In March 2003, in developing our priority policy, we already assumed that the fixed score proposed by UNOS would not satisfactorily take into account the role of the underlying liver disease in patients with HCC (7). However, our priority score is not continuous and is based upon native MELD, UNOS TNM stage and waiting-time. The proposed HCC-MELD equation (3) and the new guidelines from the US national conference (4) gives us the opportunity to have a valuable tool to further optimize both allocation system and post-transplant prediction of survival in HCC patients. The present analysis can well represent an external and independent validation set for the new US proposed HCC priority rules that provide the confirmation that this could be the right way to obtain both a fairer allocation system and an improvement in survival after transplantation. It should be noted however, that a European validation of the HCC-MELD equation was never provided and results from the present study must be taken with caution in considering this equation as a definitive system in scenarios different from USA. More recently, a recalculation of hazard coefficient was proposed on the basis of competing risk analysis (26).
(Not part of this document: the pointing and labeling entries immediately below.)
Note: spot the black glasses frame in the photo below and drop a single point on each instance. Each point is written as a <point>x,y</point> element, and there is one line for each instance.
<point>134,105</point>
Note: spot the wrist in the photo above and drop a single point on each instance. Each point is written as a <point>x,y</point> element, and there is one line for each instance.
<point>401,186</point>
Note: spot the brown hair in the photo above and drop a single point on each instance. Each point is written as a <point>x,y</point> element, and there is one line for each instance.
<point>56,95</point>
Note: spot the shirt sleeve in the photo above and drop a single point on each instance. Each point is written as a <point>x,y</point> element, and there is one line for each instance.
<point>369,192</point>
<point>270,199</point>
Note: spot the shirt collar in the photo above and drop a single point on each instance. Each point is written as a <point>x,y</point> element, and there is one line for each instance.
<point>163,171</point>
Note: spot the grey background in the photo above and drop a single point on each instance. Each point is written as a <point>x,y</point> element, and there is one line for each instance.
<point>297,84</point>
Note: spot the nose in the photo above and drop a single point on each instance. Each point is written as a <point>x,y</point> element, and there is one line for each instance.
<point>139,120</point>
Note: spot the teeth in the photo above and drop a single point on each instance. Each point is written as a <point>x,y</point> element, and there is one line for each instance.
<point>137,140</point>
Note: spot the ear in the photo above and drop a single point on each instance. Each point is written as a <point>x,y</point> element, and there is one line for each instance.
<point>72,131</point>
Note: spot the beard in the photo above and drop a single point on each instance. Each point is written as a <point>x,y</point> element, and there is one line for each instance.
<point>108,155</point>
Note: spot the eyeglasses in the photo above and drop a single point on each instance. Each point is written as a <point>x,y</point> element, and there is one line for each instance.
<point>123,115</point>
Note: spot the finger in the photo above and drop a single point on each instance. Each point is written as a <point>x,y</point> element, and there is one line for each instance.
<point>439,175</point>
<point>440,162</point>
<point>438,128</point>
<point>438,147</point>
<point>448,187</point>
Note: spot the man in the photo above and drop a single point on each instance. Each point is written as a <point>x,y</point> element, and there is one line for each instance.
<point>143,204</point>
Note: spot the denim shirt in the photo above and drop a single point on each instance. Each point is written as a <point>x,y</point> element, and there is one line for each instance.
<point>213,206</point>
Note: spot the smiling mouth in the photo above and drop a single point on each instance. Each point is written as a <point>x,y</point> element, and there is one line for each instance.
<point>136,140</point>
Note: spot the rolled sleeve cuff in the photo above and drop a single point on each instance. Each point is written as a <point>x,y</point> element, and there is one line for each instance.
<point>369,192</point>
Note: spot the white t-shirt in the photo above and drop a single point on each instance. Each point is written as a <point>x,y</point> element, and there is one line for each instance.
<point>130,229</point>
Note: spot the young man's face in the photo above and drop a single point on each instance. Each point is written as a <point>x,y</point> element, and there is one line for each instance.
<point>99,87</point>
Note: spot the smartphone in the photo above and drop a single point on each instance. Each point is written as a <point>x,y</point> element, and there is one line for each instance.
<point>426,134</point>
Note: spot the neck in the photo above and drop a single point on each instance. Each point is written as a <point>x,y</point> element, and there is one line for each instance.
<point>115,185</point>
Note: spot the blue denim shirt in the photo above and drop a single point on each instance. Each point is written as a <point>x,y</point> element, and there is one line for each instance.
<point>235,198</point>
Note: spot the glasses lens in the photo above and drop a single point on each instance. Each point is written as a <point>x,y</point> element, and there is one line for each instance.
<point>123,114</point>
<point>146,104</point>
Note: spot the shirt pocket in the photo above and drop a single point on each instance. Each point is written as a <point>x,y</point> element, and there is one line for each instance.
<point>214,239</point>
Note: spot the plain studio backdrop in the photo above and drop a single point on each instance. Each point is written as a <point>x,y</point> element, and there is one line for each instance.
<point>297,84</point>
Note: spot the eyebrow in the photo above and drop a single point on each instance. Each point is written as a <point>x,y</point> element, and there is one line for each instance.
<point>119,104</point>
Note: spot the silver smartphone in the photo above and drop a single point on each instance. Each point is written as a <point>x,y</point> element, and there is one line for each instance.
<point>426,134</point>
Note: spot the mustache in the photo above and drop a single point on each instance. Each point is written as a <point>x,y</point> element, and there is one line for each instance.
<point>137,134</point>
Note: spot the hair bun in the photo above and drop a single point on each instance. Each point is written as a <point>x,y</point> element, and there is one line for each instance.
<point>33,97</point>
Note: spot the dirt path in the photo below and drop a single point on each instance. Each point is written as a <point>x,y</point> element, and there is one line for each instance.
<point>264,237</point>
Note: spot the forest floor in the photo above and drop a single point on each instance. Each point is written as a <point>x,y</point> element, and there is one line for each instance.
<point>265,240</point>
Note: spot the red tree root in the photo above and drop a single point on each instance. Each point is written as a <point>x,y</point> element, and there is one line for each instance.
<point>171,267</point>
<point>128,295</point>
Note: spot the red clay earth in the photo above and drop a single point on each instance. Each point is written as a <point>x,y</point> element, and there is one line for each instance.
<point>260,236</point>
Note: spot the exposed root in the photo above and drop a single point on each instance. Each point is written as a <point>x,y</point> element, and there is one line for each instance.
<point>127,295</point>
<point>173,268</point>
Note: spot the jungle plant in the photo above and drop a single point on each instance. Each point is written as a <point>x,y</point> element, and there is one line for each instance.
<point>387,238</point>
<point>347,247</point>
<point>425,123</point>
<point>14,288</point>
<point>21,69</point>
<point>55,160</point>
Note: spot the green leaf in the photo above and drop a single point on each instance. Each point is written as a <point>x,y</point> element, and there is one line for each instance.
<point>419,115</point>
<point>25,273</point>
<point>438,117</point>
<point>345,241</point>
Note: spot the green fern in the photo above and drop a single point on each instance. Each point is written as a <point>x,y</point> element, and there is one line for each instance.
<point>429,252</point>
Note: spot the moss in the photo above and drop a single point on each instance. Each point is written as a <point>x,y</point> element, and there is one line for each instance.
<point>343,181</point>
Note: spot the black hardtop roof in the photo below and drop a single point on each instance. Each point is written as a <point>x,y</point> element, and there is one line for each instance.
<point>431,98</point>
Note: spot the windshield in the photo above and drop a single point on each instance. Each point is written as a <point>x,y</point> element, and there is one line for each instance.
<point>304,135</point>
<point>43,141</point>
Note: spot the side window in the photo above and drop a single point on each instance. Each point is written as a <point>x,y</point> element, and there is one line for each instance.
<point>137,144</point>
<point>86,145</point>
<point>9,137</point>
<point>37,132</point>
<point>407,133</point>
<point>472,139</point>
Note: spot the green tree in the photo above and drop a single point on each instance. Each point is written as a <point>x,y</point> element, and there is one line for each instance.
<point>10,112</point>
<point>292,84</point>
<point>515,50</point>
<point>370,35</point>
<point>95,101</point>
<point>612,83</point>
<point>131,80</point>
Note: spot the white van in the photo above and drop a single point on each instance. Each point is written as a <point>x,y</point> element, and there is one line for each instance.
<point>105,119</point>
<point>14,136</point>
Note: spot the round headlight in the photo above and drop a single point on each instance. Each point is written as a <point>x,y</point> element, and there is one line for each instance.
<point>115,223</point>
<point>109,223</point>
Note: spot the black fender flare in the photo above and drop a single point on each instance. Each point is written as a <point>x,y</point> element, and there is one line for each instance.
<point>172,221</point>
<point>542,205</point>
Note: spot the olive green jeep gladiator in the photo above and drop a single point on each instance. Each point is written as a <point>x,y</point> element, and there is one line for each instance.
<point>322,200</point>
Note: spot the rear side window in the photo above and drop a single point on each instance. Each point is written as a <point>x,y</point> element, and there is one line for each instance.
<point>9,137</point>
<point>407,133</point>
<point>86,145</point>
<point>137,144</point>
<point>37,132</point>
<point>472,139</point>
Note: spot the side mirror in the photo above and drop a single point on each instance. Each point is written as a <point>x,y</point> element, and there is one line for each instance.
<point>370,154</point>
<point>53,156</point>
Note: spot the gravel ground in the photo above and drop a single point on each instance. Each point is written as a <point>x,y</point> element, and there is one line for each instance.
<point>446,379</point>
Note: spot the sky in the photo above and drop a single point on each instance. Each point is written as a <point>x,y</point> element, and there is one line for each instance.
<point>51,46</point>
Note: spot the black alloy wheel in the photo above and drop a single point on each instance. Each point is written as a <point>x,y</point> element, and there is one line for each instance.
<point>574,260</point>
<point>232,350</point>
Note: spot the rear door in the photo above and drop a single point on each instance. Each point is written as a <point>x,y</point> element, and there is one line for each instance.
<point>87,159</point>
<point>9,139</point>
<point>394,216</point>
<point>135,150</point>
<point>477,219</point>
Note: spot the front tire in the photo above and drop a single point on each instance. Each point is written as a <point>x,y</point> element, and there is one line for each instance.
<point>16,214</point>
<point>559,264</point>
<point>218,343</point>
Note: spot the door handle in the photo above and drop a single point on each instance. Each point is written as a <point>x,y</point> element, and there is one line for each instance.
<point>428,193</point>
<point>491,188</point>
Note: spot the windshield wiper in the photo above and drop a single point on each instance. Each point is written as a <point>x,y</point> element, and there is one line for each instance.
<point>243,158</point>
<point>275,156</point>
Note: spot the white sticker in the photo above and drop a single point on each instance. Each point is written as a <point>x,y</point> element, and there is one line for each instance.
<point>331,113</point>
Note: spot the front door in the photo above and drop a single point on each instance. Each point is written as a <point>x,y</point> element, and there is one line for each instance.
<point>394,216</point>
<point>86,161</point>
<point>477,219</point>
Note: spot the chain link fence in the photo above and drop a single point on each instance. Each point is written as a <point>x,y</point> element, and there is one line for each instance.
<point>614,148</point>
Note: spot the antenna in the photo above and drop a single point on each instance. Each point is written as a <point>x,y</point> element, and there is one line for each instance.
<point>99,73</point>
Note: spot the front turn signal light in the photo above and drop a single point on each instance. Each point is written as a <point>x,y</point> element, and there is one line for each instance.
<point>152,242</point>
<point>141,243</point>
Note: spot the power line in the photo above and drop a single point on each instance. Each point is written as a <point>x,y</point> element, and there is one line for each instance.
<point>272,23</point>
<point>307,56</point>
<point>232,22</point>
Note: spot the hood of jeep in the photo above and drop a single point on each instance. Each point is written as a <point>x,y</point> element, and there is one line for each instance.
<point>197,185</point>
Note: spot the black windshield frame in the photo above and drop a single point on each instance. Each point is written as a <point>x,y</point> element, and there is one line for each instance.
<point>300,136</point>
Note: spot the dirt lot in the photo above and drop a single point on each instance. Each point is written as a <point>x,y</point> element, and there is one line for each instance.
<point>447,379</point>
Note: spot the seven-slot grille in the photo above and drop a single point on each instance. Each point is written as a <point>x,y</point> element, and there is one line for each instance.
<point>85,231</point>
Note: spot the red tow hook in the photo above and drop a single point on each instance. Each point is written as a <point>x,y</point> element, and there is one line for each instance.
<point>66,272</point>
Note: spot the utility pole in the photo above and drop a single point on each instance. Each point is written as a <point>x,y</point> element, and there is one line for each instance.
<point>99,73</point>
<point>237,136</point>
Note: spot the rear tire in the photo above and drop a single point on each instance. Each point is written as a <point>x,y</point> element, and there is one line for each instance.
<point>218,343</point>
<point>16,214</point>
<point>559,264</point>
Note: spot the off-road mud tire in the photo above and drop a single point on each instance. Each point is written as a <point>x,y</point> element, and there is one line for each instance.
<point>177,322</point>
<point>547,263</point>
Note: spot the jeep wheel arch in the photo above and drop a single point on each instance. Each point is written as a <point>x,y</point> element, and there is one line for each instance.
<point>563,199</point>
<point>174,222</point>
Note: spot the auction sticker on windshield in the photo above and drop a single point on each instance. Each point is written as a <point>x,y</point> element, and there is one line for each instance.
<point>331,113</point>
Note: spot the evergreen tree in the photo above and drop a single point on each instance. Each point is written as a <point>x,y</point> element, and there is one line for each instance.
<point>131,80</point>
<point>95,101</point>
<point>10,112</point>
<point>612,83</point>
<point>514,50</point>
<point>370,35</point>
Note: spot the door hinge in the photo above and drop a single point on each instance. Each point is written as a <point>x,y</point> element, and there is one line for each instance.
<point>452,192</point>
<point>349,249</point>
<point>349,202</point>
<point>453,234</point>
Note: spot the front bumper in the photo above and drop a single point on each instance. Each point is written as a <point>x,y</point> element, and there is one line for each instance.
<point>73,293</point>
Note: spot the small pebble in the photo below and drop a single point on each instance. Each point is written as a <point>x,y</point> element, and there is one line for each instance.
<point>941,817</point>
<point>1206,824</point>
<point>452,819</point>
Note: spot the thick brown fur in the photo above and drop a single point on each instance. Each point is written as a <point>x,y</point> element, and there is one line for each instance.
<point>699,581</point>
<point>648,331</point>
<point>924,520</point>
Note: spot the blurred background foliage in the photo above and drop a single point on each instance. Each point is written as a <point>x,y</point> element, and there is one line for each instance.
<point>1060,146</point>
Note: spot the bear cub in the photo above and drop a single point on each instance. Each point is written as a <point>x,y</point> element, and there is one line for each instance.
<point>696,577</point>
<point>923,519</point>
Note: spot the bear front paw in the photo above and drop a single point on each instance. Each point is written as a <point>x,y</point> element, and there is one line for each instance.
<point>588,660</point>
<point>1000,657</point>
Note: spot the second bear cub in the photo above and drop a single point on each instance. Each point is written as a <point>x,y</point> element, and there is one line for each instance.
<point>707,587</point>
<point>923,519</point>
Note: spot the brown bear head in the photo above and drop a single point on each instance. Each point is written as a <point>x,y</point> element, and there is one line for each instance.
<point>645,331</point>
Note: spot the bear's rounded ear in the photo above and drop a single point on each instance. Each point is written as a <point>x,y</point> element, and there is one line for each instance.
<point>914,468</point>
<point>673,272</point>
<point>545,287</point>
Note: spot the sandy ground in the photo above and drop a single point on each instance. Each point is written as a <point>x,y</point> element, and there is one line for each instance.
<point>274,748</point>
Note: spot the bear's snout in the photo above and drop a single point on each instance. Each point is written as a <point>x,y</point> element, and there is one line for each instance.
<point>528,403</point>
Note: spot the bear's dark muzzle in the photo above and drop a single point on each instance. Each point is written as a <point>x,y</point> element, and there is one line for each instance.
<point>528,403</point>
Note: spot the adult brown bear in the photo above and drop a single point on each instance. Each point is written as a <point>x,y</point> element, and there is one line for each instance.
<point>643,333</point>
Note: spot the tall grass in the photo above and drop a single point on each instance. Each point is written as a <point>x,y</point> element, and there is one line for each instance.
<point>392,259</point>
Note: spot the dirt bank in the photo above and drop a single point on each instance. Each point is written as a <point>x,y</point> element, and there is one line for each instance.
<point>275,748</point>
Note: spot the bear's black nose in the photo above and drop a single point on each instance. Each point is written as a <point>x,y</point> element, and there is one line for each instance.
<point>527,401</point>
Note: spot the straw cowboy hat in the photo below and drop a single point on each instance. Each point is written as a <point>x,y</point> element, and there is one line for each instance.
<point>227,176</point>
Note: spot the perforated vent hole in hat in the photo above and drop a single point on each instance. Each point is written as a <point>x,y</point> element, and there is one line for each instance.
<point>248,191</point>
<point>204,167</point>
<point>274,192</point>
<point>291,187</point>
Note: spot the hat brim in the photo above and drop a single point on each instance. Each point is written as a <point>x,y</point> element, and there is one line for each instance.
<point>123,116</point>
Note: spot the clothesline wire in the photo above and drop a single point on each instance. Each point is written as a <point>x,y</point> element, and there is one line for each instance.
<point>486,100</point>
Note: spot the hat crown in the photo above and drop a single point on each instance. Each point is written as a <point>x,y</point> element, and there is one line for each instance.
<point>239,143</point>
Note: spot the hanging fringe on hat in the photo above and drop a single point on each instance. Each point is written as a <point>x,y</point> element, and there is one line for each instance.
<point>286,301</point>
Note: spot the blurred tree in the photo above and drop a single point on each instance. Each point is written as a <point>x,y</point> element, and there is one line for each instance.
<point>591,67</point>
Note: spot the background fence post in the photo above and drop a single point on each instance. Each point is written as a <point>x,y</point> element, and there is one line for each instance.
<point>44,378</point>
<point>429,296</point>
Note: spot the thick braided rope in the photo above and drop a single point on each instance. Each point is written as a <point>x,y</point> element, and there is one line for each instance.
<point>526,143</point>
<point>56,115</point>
In the waiting list for liver transplantation scenario, a patient may experience an event other than the one of interest (dropout) which alters the probability of experiencing the event of interest, such as transplantation (competing risk event). In this setting, the calculation of the cumulative incidence of the specific event of interest (dropout) is more informative (27). Unfortunately, a clear formula with the new hazard coefficient was not provided, making a comparison with the HCC-MELD equation impossible. It should also be noted that the concordance statistics for the Cox model and competing risk model were identical and equal to 0.70. Consequently, the HCC-MELD formula was the only tool readily available to test the hypothesis of the present study.
In conclusion, the HCC priority score could predict postoperative survival of HCC recipients and could be useful to improve transplant results by identifying patients with a good or a poor outcome. Factors affecting dropout risk and post-transplantation survival are essentially the same and further investigations should be aimed at assessing the survival benefit of HCC patients considering these features.